Si l’on écoute la grande Simone, Aveline s’est foutu toute seule
dans le purin avec son semi-maori et sa paire de. De façon générale, si l’on
écoute la grande Simone,
qui est un bulldozer né alliant chose rare action et réflexion, la vie est
finalement assez simple. Soit on se marie et on a des gamins (et on est quelque
part une grosse vache), soit on fait le choix de l’indépendance et de la
liberté, on ne se marie pas, donc on n’a pas d’enfants mais on reste droite. Sachant
que dans le même temps, la
grande Simone, si vous avez dépassé les 30 années terrestres
seule au monde, vous tarabustera en vous énumérant mariages et naissances de
son entourage même absolument non immédiat. C’est ce qu’on appelle, je suppose,
une contradiction méthodologique.

Je résume. Bien sûr, la grande Simone est
une mère qui ne me renie pas, qui a même eu deux filles si on compte sa
Parfaite adoptée à pas d’âge, mais elle considère que c’est là une et la seule
contradiction de son parcours d’intellectuelle féministe. Quelque part, c’est
comme si elle n’avait pas eu d’enfants, la Parfaite n’ayant même pas été portée
dans son bedon et moi l’ayant été pour satisfaire le professeur colza qui se
souhaitait un élève pour l’aider dans ses expériences. D’ici à ce que
j’apprenne qu’elle m’a trouvée sur son pas de porte…

Le choix. A-t-on toujours le choix d’avoir ou de ne pas
avoir d’enfants ? Je ne parle de la possibilité physiologique mais une
fois encore de cette éternelle situation contemporaine (ou même pas d’ailleurs,
avant de dire célibataire, on disait vieille fille) qui est de se retrouver au
mauvais âge, seule, et donc, sans possibilité d’avoir des enfants. Sauf à les
faire seule ou à moitié seule, façon Aveline.

J’entendais un jour à la radio une philosophe passionaria de
l’anti-mère porteuse qui disait qu’après tout, dans la vie, il y avait plein de
choses pour lesquelles on n’avait pas le choix et que c’était comme ça, et que
le fait de ne pas pouvoir avoir des enfants en faisait partie et ne donnait pas
le droit de tout faire à tout prix pour en avoir. Un peu comme une smicarde qui
voudrait coûte que coûte un vision. Certes.
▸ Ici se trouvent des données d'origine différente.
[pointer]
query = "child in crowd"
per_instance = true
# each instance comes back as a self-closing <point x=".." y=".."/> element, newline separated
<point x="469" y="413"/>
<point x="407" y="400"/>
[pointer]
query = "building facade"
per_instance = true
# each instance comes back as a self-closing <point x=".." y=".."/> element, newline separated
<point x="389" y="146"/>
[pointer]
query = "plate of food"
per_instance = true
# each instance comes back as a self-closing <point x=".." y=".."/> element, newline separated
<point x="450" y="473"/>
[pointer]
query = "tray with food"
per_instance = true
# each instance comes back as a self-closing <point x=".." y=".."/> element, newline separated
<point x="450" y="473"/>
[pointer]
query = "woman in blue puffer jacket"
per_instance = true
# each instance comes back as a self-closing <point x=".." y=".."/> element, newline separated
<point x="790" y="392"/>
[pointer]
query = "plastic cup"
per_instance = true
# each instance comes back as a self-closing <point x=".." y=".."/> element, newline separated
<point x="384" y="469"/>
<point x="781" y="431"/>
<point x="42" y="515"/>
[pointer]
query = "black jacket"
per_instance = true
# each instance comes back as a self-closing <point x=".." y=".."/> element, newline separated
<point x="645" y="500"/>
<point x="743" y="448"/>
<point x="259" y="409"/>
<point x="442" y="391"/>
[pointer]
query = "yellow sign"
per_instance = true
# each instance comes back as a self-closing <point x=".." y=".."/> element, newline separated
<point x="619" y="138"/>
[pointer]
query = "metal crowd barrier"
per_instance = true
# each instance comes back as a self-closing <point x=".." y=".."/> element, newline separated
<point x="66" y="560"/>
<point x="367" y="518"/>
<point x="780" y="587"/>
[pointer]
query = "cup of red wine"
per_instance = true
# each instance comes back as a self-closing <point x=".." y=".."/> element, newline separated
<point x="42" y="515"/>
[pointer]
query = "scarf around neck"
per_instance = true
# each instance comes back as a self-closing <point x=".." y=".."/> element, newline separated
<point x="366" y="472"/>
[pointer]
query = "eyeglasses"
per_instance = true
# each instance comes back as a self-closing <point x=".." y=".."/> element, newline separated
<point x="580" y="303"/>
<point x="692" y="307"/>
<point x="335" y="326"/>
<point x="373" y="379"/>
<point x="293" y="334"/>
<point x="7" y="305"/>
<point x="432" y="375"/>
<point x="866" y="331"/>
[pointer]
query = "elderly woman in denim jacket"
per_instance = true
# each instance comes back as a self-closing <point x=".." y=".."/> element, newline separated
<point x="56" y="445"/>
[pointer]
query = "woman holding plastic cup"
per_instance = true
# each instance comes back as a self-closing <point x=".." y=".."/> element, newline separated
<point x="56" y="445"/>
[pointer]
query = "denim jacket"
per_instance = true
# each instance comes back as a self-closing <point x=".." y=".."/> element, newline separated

Mais cette femme avait-elle-même
des enfants, sans doute mis au monde en bonne et due forme (son ventre, son
mari), ce qui altérait quelque peu la justesse (au sens de la justice) de sa
vision, et la faisait surtout apparaître comme une bien sèche théorienne à côté
de ce gynécologue mesuré interviewé à ses côtés et qui avouait, qu’à force de
fréquenter tous ces couples sans enfants, avoir fini par mettre de l’huile dans
son speculum au sujet de la conception dite orthodoxe des mouflets.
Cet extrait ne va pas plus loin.